Artrite Gonocócica Disseminada: Diagnóstico e Bacterioscopia

UNICAMP/HC - Hospital de Clínicas da Unicamp - Campinas (SP) — Prova 2020

Enunciado

Mulher, 38a, procura o Centro de Saúde com história de febre e queda do estado geral há 5 dias. Refere dor articular no período da manhã que melhora ao longo do dia, acometendo cotovelo direito, punho esquerdo e joelho direito. Há dois dias evoluiu com dificuldade de fletir o quarto dedo da mão direita e manchas pelo corpo. Antecedentes pessoais: atraso menstrual há duas semanas. Exame físico: T=38°C, PA=110x70 mmHg, FC=95 bpm; Membros: joelho direito: aumento da temperatura e sinal da tecla positivo. Pele e mão (ANEXO A).
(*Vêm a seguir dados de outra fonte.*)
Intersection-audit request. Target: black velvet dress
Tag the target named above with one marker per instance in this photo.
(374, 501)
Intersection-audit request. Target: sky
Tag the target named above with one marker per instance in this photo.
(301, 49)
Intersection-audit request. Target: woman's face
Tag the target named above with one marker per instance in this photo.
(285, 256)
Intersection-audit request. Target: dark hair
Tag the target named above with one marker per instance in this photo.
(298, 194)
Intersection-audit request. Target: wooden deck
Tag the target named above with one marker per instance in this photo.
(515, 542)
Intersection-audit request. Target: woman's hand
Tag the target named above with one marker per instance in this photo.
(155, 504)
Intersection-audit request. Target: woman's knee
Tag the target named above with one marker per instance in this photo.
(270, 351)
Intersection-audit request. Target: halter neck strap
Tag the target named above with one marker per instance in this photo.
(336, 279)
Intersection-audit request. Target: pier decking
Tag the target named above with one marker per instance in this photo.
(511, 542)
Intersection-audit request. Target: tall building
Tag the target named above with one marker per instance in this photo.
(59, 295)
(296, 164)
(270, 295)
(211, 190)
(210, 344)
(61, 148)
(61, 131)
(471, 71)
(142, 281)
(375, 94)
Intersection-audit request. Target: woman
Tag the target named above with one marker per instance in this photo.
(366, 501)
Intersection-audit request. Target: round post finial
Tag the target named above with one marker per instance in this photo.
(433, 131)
A BACTERIOSCOPIA ESPERADA NA ANÁLISE DA SECREÇÃO ARTICULAR É:

Alternativas

  1. A) Diplococus Gram negativos intra e extracelulares.
  2. B) Bacilo Gram negativo.
  3. C) Hifas septadas.
  4. D) Coco bacilo Gram negativo.

Pérola Clínica

Artrite/tenossinovite migratória + febre + lesões cutâneas + atraso menstrual → suspeitar gonococo disseminado.

Resumo-Chave

A apresentação clínica de artrite migratória, tenossinovite e lesões cutâneas em paciente jovem e sexualmente ativa é altamente sugestiva de infecção gonocócica disseminada. A bacterioscopia do líquido sinovial revelaria diplococos Gram negativos, frequentemente intracelulares, confirmando o diagnóstico.

Contexto Educacional

A infecção gonocócica disseminada (IGD) é uma complicação da infecção por Neisseria gonorrhoeae, mais comum em mulheres jovens e sexualmente ativas. Sua importância clínica reside na necessidade de um diagnóstico rápido para evitar danos articulares permanentes e outras complicações sistêmicas. A IGD é uma causa comum de artrite séptica em adultos jovens, e sua incidência pode ser subestimada devido à dificuldade diagnóstica. A fisiopatologia envolve a disseminação hematogênica da bactéria a partir de um sítio de infecção primário (geralmente urogenital, faríngeo ou retal). O diagnóstico é baseado na tríade clínica de dermatite, tenossinovite e poliartralgia/artrite, juntamente com a identificação do gonococo em culturas de sítios mucosos (uretra, cérvix, faringe, reto) ou, menos frequentemente, no líquido sinovial ou sangue. A bacterioscopia do líquido sinovial, embora nem sempre positiva na cultura, pode ser crucial para o diagnóstico presuntivo ao revelar diplococos Gram negativos. O tratamento da IGD envolve antibioticoterapia parenteral, geralmente com ceftriaxona, seguida de terapia oral. O prognóstico é geralmente bom com tratamento precoce, mas atrasos podem levar a danos articulares. É fundamental considerar a IGD em pacientes com artrite aguda, especialmente se acompanhada de tenossinovite e lesões cutâneas, e sempre investigar outras infecções sexualmente transmissíveis concomitantes.

Perguntas Frequentes

Quais são os sinais e sintomas clássicos da infecção gonocócica disseminada?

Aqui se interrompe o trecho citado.